Pengawas sekolah mengimbau guru Pendidikan Kewarganegaraan (PKN) Maros agar aktif mengikuti musyawarah setiap bulan

Kenapa Guru PKN Maros Diwajibkan Ikuti MGMP? Ini Alasannya
Ansar
Guru PKN Maros gelar pertemuan di SMP Pergis untuk membahas peningkatan kualitas pendidikan siswa 

Laporan Wartawan Tribun Timur, Ansar Lempe

TRIBUN TIMUR.COM, MAROS - Pengawas sekolah mengimbau guru Pendidikan Kewarganegaraan (PKN) Maros agar aktif mengikuti musyawarah setiap bulan. 

Musyawarah Guru Mata Pelajaran (MGMP) tersebut harus diikuti supaya tenaga pendidik tidak kewalahan atau menemuimasalah saat penilaian angka kredit, kenaikan pangkat dan berkala.

Baca: Siapa Salah? Pria Ini Kritis di Rumah Sakit Gara-gara Dikerok Istri Tetangga & Penjelasan Polisi

Baca: Tahun Ini, Pep Guardiola Target Manchester City Raih 4 Trofi

Baca: Pihak Vanessa Angel Blak-blakan soal Kemunduran Kuasa Hukumnya, Saling Klaim Ini

Baca: Lowongan Kerja BUMN PT Antam Tbk Logam Mulia, Lulusan SMA/ SMK/ D3, Segera Daftar, Tutup 12 Januari

Seorang pengawas PKN, Askari meminta supaya semua guru mengikuti MGMP, minimal 80 persen setiap tahun, Kamis (10/1/2019).

Alasanya, guru PKN menjadi garda di sekolahnya masing-masing, untuk menuju pada program penguataan karakter, religus, nasionalisme, mandiri, gotongroyong dan integralitas.

"Guru PKN diharap menjadi pelopor terdepan dalam melaksanakan pendidikan karakter. Sharing atau disikusi sesama guru PKN dilakukan, untuk mencari solusi jika ada masalah," katanya.

Hal tersebut dikatakan Askari saat menghadiri musyawarah guru PKN di SMP Pergis jalan Ratulangi, Maros.

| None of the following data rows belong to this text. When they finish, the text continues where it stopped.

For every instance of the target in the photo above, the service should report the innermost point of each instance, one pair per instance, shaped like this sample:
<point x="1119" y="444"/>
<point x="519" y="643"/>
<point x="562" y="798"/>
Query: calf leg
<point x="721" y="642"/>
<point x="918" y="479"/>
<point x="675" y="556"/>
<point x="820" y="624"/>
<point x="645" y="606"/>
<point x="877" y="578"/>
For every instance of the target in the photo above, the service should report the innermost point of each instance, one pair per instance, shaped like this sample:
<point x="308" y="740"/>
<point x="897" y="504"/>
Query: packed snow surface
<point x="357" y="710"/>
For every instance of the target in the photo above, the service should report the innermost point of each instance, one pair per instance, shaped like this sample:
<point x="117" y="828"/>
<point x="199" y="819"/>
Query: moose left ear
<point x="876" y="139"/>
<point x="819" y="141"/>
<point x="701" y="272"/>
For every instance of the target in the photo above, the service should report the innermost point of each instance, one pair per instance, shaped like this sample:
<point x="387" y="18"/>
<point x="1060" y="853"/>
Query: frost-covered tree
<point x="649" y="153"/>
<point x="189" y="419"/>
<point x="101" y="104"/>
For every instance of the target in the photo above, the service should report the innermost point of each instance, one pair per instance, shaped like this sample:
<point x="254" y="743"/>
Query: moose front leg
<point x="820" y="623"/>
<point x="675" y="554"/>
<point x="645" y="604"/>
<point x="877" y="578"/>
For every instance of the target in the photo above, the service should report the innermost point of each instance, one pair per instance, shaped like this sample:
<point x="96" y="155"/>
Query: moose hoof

Saat ini konsep dunia pendidikan yakni Musyawarah Guru Mata Pelajaran (MGMP).

Baca: Siapa Salah? Pria Ini Kritis di Rumah Sakit Gara-gara Dikerok Istri Tetangga & Penjelasan Polisi

Baca: Tahun Ini, Pep Guardiola Target Manchester City Raih 4 Trofi

Baca: Pihak Vanessa Angel Blak-blakan soal Kemunduran Kuasa Hukumnya, Saling Klaim Ini

Baca: Lowongan Kerja BUMN PT Antam Tbk Logam Mulia, Lulusan SMA/ SMK/ D3, Segera Daftar, Tutup 12 Januari

Musyawarah dilakukan untuk merumuskan, mendiskusikan dan mengambil kebijakan terbaik dalam proses belajar mengajar. Hal itu membuat MGMP wajib dilakukan.

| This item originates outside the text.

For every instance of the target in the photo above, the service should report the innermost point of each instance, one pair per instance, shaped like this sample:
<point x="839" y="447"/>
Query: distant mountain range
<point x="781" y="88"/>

"Setiap musawarah harus memutuskan langkah-langkah dalam meningkatkan mutu pendidikan, serta mengangkat prestasi siswa dalam mata pelajaran yang dimusawarahkan," katanya.

Halaman
12
Penulis: Ansar
Editor: Munawwarah Ahmad
Sumber: Tribun Timur
Ikuti kami di
KOMENTAR

BERITA TERKINI

© 2019 TRIBUNnews.com Network,a subsidiary of KG Media.